Estimated reading time: 5 minutes, 12 seconds

More articles on social justice and digital colonialism

Estimated reading time: 5 minutes, 12 seconds

I’m still reading around these topics a bit more intensively than usual and taking notes and blogging just to keep my thoughts a bit clearer and share.

So first, Rajiv Jhangiani shared on Twitter this open access book on Design Equity – It is about design more broadly, so I started by reading the chapter on Information Equity since it’s most relevant to my context (I assumed).

Some quotes:

if people in a society do not have access to information they need to advocate for their interests, that society is not really a democracy.

This made me think of how one of the key ways an authoritarian regime enforces its power and hegemony is by making information obscure, unfindable, confusing, or nonexistent.

The other thing I really liked about the chapter is the emphasis on how information equity impacts both personal agency and social capital. Well, social capital is also a chicken and egg thing, right?

Information is key to building social capital and is a key benefit of having social capital—to finding and meeting and interacting with people who will benefit you and offering them advice and support in return

And I am thinking of how VC enables this kind of thing. Well PLN and connectivism/networking in general…but VC too. We always said VC helps build social capital so not really a surprise, but still.

The chapter goes on to talk about how governments and corporations can restrict our personal agency by limiting our access to important information- but also by tapping into our data in ways we don’t understand and using it for surveillance.

And here is the key point about why access is not enough (a reminder of Nancy Fraser on economic justice vs cultural and political):

Let’s say that we were able to provide everyone with the same access to the same information in the same format. Would that solve the problem? Would everyone have personal agency, the ability to build and sustain social networks, and the opportunity to participated in democratic society? It depends on what the information is and whether or not everyone is able to understand and use it

The article also talks about what is needed for key stakeholders to participate in decison-making. One key thing is obviously that they need to know where and how to find information in a timely manner. They should also know which paths to take if they wanted to participate or participate in decison-making, and more importantly than all this, their participation should impact the final decisions, or else it’s more like that lip-service listening i mentioned before.
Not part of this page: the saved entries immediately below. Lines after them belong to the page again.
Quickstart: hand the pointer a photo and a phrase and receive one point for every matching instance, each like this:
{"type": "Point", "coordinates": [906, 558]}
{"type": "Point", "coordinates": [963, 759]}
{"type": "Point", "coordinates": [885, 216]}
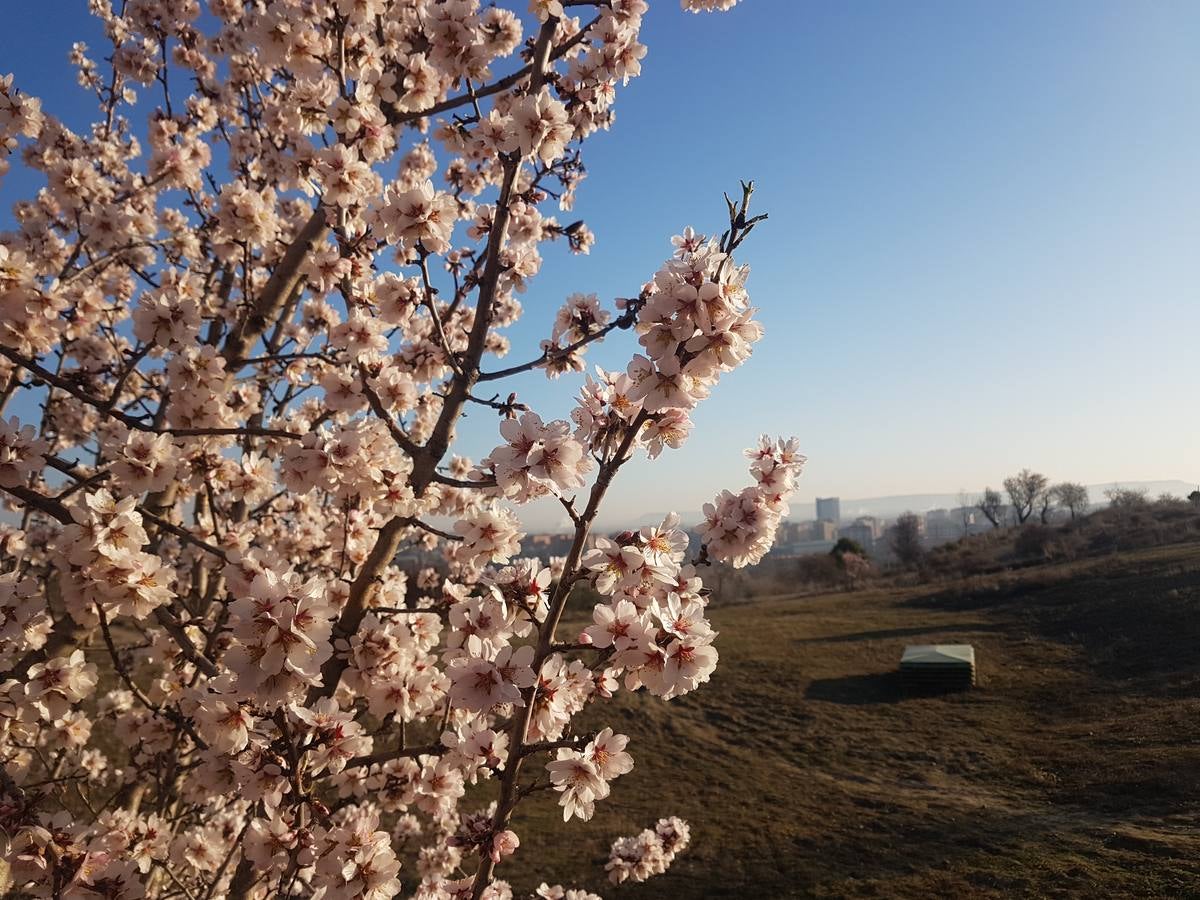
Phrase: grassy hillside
{"type": "Point", "coordinates": [805, 771]}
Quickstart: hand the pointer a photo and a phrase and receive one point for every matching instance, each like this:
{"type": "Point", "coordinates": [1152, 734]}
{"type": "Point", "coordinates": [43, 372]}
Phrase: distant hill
{"type": "Point", "coordinates": [893, 505]}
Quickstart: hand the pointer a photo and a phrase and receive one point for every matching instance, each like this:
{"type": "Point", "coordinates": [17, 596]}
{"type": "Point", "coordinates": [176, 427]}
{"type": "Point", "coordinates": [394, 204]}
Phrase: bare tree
{"type": "Point", "coordinates": [1071, 496]}
{"type": "Point", "coordinates": [1024, 490]}
{"type": "Point", "coordinates": [1045, 503]}
{"type": "Point", "coordinates": [906, 539]}
{"type": "Point", "coordinates": [1126, 498]}
{"type": "Point", "coordinates": [991, 504]}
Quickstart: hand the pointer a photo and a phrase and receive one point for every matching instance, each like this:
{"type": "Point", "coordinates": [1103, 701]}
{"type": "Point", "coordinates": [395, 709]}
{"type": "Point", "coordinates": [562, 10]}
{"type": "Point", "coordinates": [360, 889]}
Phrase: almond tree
{"type": "Point", "coordinates": [241, 321]}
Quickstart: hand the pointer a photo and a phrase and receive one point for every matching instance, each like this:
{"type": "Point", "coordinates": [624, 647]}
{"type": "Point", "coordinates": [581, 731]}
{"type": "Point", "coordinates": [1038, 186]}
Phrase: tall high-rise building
{"type": "Point", "coordinates": [829, 509]}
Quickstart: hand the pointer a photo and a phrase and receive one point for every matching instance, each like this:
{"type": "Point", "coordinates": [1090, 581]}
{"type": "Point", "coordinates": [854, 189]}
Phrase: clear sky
{"type": "Point", "coordinates": [983, 250]}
Involve people and let them talk but do nothing about it. Illusion of participation.

And then this really important point about process and, as I have always said, a process itself may be unintentionally or intentionally exclusionary. It may be implicit or explicit..even participatory situations are exclusionary to some groups of people.
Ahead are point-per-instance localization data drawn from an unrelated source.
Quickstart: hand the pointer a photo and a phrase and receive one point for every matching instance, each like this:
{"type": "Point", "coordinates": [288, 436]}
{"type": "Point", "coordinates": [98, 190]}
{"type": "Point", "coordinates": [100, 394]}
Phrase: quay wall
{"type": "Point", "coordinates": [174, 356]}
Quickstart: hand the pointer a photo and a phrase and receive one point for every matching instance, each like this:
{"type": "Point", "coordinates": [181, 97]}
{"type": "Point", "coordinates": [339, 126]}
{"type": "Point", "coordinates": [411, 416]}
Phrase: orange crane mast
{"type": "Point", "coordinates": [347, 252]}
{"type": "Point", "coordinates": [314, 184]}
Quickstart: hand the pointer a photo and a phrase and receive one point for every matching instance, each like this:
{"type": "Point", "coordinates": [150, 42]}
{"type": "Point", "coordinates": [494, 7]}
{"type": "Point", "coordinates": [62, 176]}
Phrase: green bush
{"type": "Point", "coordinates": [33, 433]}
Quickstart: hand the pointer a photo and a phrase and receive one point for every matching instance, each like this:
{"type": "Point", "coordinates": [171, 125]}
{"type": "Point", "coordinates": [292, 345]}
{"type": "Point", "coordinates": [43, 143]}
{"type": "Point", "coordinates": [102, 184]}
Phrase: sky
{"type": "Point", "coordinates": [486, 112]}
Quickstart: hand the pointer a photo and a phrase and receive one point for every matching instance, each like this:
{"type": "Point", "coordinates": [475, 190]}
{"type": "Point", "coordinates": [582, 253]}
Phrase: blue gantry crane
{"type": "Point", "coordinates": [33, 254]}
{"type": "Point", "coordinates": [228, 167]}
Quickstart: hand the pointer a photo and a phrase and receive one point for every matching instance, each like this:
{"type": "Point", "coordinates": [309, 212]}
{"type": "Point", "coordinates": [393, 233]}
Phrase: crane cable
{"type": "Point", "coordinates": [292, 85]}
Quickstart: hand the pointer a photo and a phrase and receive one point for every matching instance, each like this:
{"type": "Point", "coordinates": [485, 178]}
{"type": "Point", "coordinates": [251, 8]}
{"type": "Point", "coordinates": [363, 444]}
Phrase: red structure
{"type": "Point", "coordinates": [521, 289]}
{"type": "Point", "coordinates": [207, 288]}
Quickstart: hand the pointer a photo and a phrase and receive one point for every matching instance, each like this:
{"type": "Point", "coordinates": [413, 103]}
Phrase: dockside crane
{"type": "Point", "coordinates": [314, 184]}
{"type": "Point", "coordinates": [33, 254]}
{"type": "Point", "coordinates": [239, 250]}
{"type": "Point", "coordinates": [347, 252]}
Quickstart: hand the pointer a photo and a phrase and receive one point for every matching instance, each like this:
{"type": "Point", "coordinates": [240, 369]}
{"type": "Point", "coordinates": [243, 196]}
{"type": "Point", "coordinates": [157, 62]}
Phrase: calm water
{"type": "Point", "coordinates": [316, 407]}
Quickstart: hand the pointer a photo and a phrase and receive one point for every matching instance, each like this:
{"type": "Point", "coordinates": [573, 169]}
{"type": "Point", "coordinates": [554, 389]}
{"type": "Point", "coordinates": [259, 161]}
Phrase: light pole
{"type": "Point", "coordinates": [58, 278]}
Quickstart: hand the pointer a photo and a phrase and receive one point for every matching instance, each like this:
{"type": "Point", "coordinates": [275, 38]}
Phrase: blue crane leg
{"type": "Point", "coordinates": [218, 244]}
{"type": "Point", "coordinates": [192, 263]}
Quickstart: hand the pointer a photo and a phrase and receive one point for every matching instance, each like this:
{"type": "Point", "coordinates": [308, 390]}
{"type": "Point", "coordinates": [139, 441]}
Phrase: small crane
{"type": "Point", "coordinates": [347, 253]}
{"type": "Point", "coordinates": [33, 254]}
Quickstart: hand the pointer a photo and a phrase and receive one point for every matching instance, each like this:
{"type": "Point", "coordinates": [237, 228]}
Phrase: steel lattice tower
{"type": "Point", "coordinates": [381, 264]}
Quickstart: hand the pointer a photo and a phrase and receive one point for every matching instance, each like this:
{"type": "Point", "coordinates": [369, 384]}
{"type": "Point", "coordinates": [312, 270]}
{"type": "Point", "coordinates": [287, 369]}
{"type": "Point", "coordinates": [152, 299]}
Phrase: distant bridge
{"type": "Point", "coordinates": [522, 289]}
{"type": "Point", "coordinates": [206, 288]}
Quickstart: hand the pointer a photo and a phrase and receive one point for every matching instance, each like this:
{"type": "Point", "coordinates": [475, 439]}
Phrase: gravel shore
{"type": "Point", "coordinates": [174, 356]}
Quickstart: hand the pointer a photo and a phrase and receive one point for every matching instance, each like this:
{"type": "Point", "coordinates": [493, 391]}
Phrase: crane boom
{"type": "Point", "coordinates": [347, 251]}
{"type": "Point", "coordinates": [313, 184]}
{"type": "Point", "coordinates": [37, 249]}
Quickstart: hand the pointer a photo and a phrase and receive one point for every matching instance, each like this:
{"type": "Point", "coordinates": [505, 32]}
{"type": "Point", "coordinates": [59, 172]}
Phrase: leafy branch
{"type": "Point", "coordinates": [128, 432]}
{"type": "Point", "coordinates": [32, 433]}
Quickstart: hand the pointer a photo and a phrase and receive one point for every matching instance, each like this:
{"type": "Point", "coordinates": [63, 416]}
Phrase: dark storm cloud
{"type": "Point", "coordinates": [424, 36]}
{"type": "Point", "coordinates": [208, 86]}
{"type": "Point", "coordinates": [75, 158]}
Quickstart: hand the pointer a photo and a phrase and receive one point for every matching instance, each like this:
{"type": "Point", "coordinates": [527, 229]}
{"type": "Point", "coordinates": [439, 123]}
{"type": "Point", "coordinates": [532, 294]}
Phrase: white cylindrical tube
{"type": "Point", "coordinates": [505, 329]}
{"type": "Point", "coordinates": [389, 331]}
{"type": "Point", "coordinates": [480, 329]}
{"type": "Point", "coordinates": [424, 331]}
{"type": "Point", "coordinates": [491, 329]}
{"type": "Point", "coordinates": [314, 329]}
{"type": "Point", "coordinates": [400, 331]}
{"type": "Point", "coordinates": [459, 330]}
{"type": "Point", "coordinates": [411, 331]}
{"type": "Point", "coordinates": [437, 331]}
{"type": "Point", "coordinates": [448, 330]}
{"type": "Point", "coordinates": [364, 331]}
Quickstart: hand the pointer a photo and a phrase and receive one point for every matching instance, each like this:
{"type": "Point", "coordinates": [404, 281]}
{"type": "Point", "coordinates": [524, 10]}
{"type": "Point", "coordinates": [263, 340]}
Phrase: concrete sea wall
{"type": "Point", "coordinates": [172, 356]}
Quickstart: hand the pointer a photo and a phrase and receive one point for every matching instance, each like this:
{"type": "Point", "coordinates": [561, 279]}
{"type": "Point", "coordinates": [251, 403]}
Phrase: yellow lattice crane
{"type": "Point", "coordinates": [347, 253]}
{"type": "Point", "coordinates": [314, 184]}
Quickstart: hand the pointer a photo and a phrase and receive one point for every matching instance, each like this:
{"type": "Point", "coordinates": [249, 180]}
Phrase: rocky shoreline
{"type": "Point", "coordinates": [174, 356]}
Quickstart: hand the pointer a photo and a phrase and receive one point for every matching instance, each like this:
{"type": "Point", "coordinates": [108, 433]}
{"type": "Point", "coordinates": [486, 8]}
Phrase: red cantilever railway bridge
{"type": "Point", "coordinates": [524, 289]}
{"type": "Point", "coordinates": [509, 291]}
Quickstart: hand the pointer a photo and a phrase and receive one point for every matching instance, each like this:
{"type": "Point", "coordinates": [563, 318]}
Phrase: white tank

When are you allowed to speak and what recourse do you have if the decision goes the other way? You also need to feel comfortable speaking up. Who do you think is comfortable speaking up in a public meeting? Who do you think people in power might be more inclined to listen to or agree with? Who might not feel comfortable going to a public meeting at all?

And that is something we recognize in Virtually Connecting very much. That we are synch video and livestreamed and recorded is probably uncomfortable if not downright intimidating For many of the people for whom VC advocates and attempts to offer opportunities for building social capital.

The two other articles I am reading and will comment on soon are

Paul Prinsloo shared this powerful one by Michael Kwet: Digital colonialism: US empire and the new imperialism in the Global South. It speaks very clearly and strongly about how the US and its corporations are able to exert a new imperialism by economic and cultural and political digital means. The economic comes from dependence on GAFAM tech corporations for devices and software used in global South countries in education and all kinds of advancement (including what you purchase and what you rent) and also cultural and political in terms the kinds of data collected and the reinforcement of both state and global imperial surveillance.

How will the Global South be impacted by the spread of digital technology? More importantly, should the Global South adopt the products and models of US tech giants, or should they think differently and pursue other options? Can the countries of the Global South shape their own digital destiny?

I haven’t yet finished the article but am really looking forward to his suggestions for taking a different approach, which the abstract promises is “a different ecosystem that decentralises technology by placing control directly into the hands of the people to counter the rapidly advancing frontier of digital empire.“. I may use this and the above book chapter as articles in my class next semester! Inshallah

The third article which has been on my reading list for some time and I have finally gotten around to reading (but not yet finished!) Is Sarah Lambert’s Changing our (Dis)Course: A Distinctive Social Justice Aligned Definition of Open Education which also (like Hodgkinson-Williams and Trotter) builds on the work of Nancy Fraser and others. She defines social justice as

A process and also a goal to achieve a fairer society which involves actions guided by the principles of redistributive justice, recognitive justice or representational justice.

The three categories she uses here seem to be parallel to economic (redistributive), cultural (recognitive) and political (representational) justice. it’s probably the same thing? I probably need to read more closely. But I was particularly struck by the key difference between recognitive and representational. To recognize different cultures is important but not the same as having those cultures present, participating and representing themselves. Reminds me also of the pluralist feminism idea of going beyond recognition.

Lambert’s paper takes the approach of analyzing some key texts on open education for how they refer to these different principles of social justice. I’m excited to read more of it.

I will keep posting notes as I read further, as (clearly) my reading is non-linear.